The meaning of «vbs mutual bank»

VBS Mutual Bank was a South African mutual bank. In 2018 it was declared insolvent and bankrupt and placed under curatorship, with South African citizens and taxpayers defrauded out of roughly R2 billion (US$130 million).

It was formed as Venda Building Society in 1982, and became a mutual bank in 1992.[2] By 2016 the bank reportedly had around 30,000 depositors with all deposits in the bank totalling R800 million. In 2017 the bank planned to list on the Johannesburg Stock Exchange; however, this never materialized. [3] Most of its branches and clients are located in Limpopo province.

Prior to 2014 the bank was relatively small and primarily involved in retail banking with many of its depositors consisting of burial societies and stokvels. The bank in turn issued mortgages and short-term loans to its clients allowing them to use their property or banking deposits as collateral.[4] The South African Public Investment Corporation inherited its shares in VBS bank when it succeeded the pension fund of the Venda bantustan government[4] thereby giving it a 25% ownership stake in the bank.[5] Largest shareholder in the bank was Dyambeu Investments which owned 26% of the bank, 51% of Dyambeu Investments was owned by the Venda Royal family.[4]
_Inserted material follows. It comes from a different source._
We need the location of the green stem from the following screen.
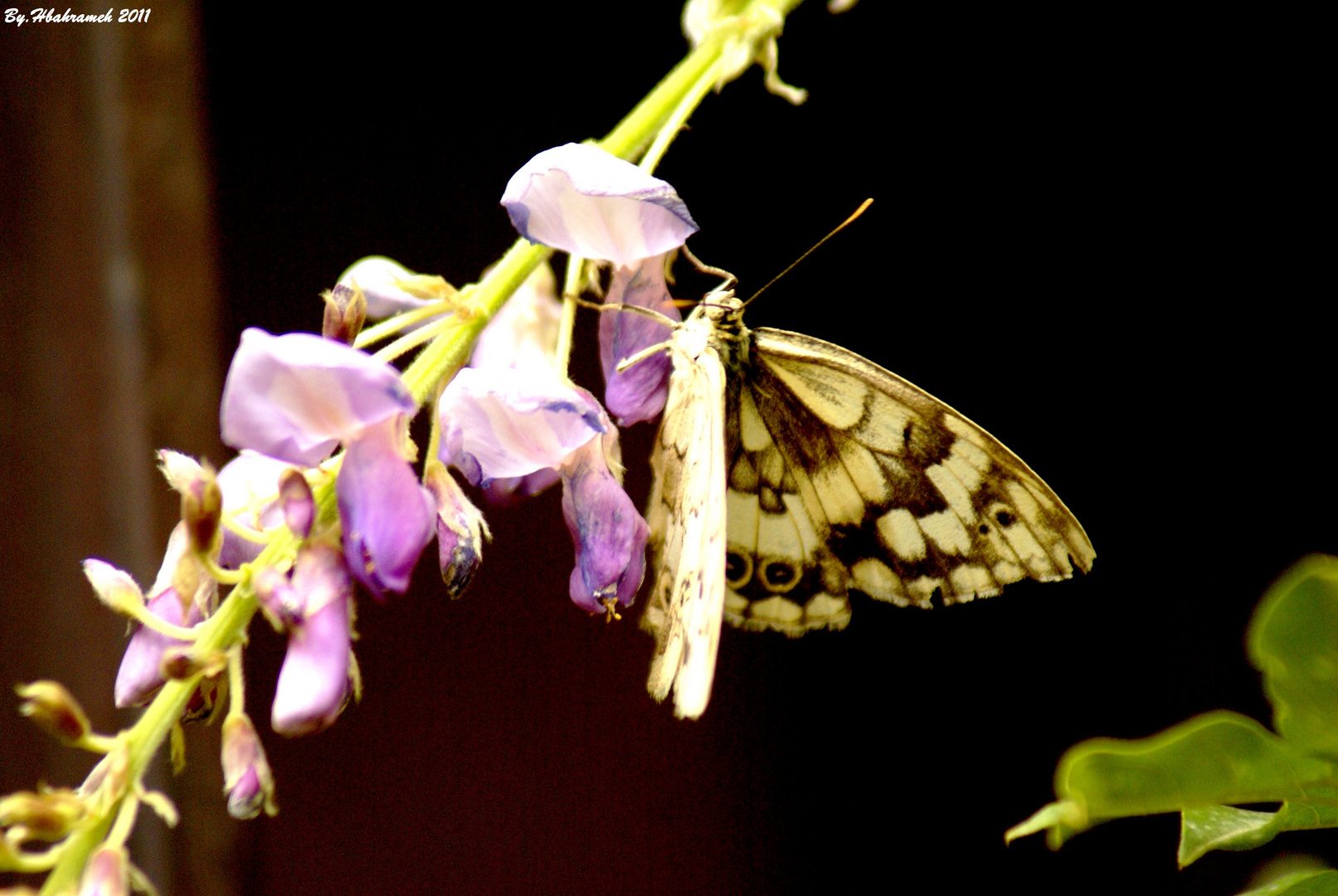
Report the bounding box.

Prior to coming under curatorship in 2018 the bank gained notoriety in 2016 when it gave a R7.8 million loan to then President Jacob Zuma when he was ordered to repay the state for controversial improvements to his personal homestead at Nkandla.[6]
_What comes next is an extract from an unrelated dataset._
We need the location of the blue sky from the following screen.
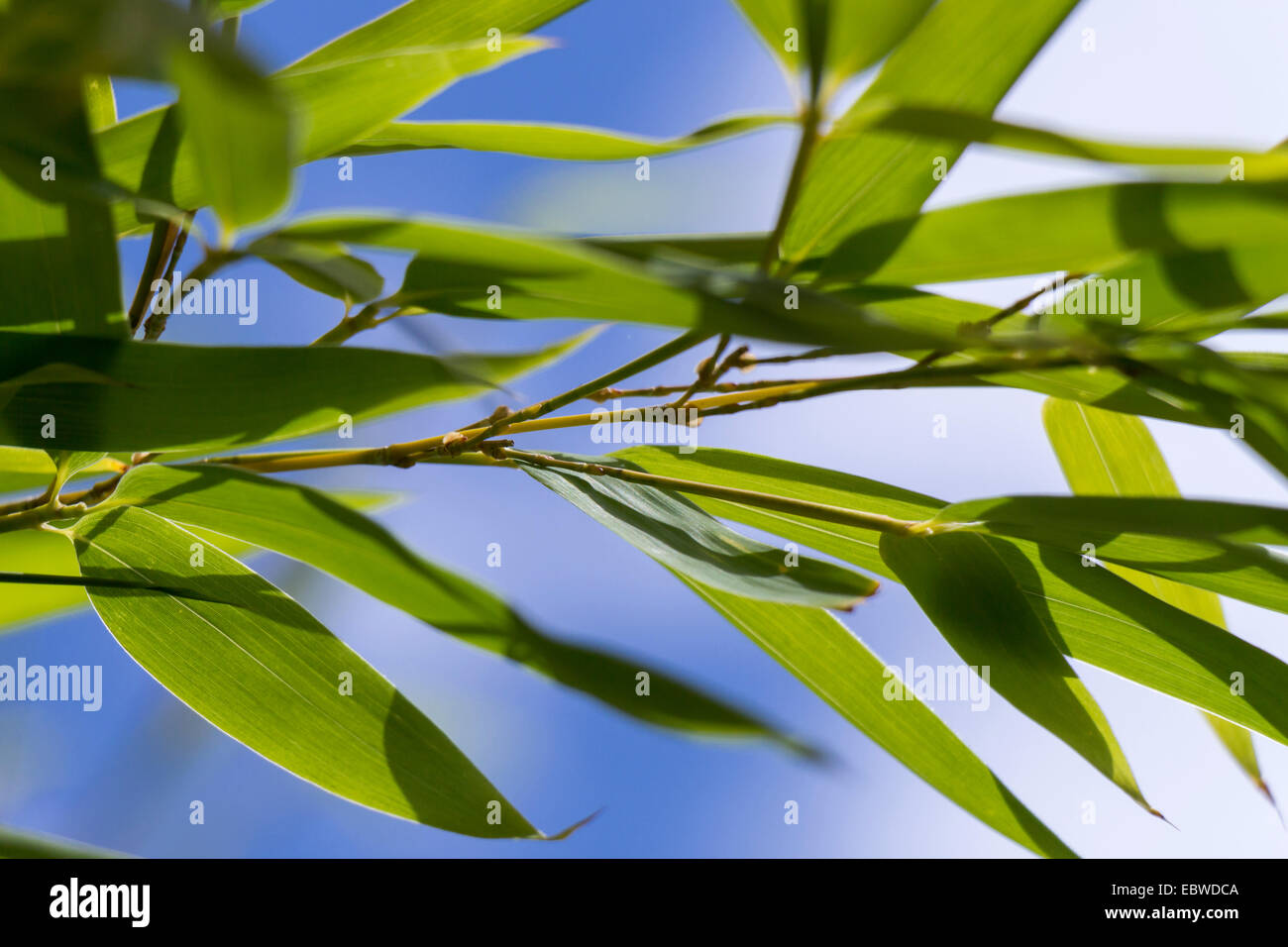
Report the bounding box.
[0,0,1288,857]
In mid-2018 the South African Reserve Bank (SARB) instructed municipalities to withdraw their deposits in the bank as the Municipal Finance Management Act prevented them from depositing public funds in mutual banks. This, along with mismanagement and corruption within the bank, created a liquidity crisis for the bank.[7] The prudential authority filed for VBS bankruptcy at the North Gauteng High Court on 30 October 2018.[8] On 13 November 2018 the North Gauteng High Court issued a final order to liquidate VBS mutual bank.[9]

Following liquidity problems, VBS Bank was placed under curatorship on 11 March 2018 in terms of the South African Banks Act, Act 94 of 1990, by the South African Reserve Bank.

The collapse of the bank had a large negative impact on the funeral industry in Limpopo Province as the bank was unable to honour insurance and burial society obligations backed by the bank.[10] It also had a devastating impact on stokvel and saving societies held by poor, predominantly black, South Africans in the Limpopo Province.[11]

In October 2018 the national government announced that it would not bail out South African municipalities that had irregularly deposited R1.57 billion with the bank before it collapsed.[12][13] After the bank's collapse it was found that the bank held R372 million in negative equity.[14]